Petrus wasn't there, which was good because Tangeni didn't want to explain what he was doing, and he worked quickly and efficiently and tried not to think too hard about what came next because if he started thinking he might talk himself out of it.

By the time the sun set he had everything he needed packed into a bag that weighed almost nothing, and he sat on his bed and waited for the campus to go quiet, and around midnight when he was sure everyone was asleep he slipped out of his window and started walking toward the gate.

The security guard was asleep in his booth, which was typical because nothing ever happened at Omafo worth staying awake for, and Tangeni climbed over the fence at a spot where he knew the cameras didn't reach and dropped down on the other side and started walking south.

He didn't look back because there was nothing behind him worth looking at.

The road stretched out ahead of him, dark and empty and leading toward Windhoek seven hundred kilometers to the south, and Tangeni had no plan except to keep walking until he got there or until something stopped him.

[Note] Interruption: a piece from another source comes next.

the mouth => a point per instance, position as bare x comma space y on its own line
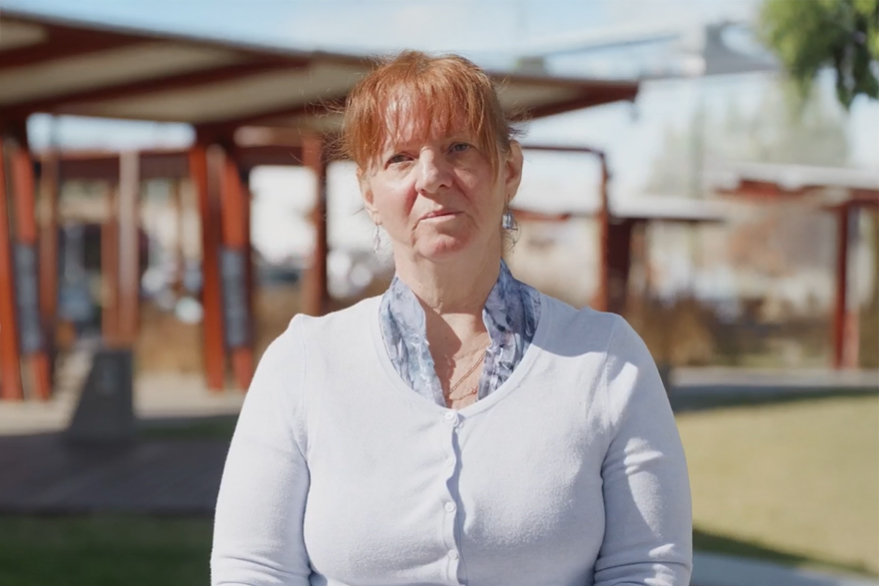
440, 214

Seven hundred kilometers was a long way to walk, and he had no food and very little money and no idea what he would do when he arrived or how he would survive once he got there, but it was better than going back.

Anything was better than going back.

He walked through the night, following the main road south and staying in the shadows whenever a car passed, and when the sun came up he was still walking, and he didn't stop until his legs gave out around noon and he collapsed in the shade of a thorn tree and fell asleep instantly.